Mi sono sempre chiesto perché a Frascati non esista una via, una strada, un campo sportivo, un monumento dedicato ad Alfredo Rampi. Unica eccezione la piccola drammatica scultura che si trova nel parcheggio della chiesa parrocchiale di Vermicino, di fianco quasi nascosta se non sai dove cercarla, lungo la via Tuscolana.

In altre parti d’Italia, da nord a sud, da San Marco Evangelista (CE) a Buccinasco (MI), a Aci Catena (CT), a Scicli (RG), Force (AP), Lusciano (CE), Cagliari, Canicattì (AG), ad Alfredo (o Alfredino) Rampi hanno dedicato una strada. A Frascati nulla.

Chi sa se sia stata una specifica richiesta della famiglia e della signora Franca Rampi, combattiva mamma di Alfredo, fondatrice di un Centro che porta il nome del figlio e che si occupa di giovani, di tutela dei minori e sicurezza.
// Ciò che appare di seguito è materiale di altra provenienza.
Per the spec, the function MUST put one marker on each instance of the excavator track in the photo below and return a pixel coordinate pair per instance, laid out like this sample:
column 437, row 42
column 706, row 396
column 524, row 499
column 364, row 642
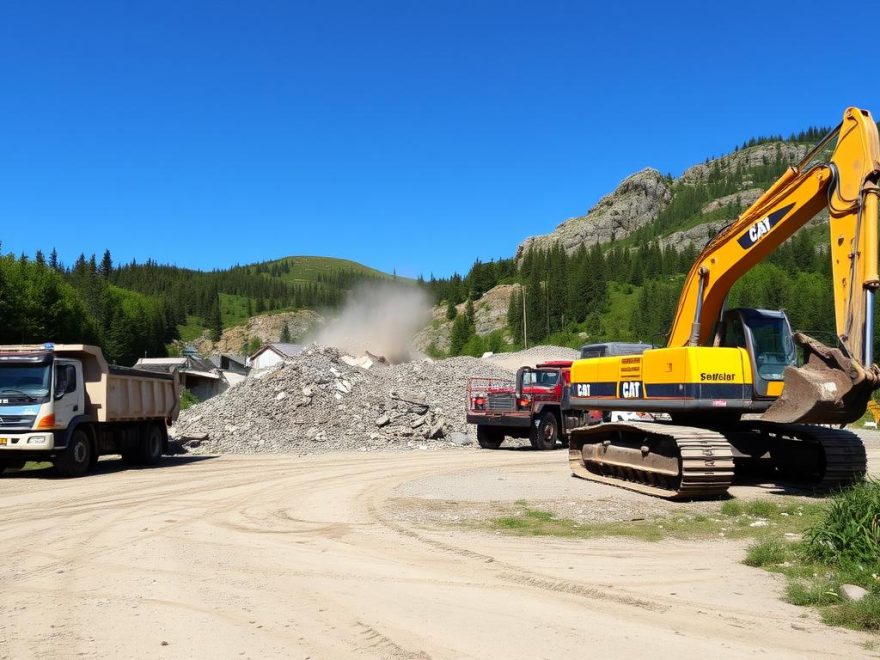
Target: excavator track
column 663, row 460
column 815, row 456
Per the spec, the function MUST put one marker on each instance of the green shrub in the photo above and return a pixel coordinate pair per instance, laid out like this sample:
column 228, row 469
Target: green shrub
column 850, row 531
column 187, row 399
column 766, row 553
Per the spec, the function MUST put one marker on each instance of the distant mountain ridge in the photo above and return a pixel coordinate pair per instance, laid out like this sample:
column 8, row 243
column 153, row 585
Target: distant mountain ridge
column 698, row 203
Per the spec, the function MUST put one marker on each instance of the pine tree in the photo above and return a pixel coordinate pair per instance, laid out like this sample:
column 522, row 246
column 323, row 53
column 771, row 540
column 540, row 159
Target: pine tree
column 461, row 332
column 514, row 315
column 215, row 320
column 106, row 265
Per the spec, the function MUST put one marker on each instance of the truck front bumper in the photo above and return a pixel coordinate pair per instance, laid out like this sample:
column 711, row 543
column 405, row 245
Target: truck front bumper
column 520, row 420
column 27, row 441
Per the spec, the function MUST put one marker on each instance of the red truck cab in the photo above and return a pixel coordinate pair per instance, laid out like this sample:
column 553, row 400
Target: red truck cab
column 533, row 406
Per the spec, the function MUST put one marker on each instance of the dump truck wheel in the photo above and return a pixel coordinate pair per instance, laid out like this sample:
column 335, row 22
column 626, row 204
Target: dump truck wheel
column 76, row 460
column 545, row 434
column 489, row 438
column 131, row 456
column 151, row 446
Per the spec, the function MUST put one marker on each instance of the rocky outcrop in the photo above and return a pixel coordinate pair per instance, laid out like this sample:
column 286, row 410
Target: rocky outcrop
column 635, row 202
column 743, row 198
column 266, row 328
column 490, row 314
column 756, row 156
Ma probabilmente è arrivato il momento di colmare questo dolore e consegnare il nome del bimbo che cadde nel pozzo alla tangibile memoria collettiva.

“Dormo oppure sto sognando/Perché parlo, ma la voce non è mia/ Dico “Ave Maria”, che bimbo stupido

Piena di grazia, mamma/Padre Nostro, con la terra in bocca non respiro

La tua volontà sia fatta/Non ricordo bene, ho paura/Sei nei cieli”. Dsds – dsd

Questa sera cancellerò il segno sul dorso della mia mano.

Alfredo lo ricordiamo così, con le parole strazianti dei Baustelle: con le testimonianze di chi provò a salvarlo. “Tirarlo fuori – ha raccontato Angelo Licheri, l’angelo, l’“Uomo ragno”, l’unico che arrivò a toccare il bambino – sarebbe stato semplicissimo ma non lo avevamo capito”.

Alfredo che senza saperlo, senza poterlo volere o capire, strappò a tutti noi un pizzico di innocenza, che inchiodò l’Italia sulla croce del dolore senza più filtri e che, lui sì, seppe volare dal fondo del pozzo dritto al cielo.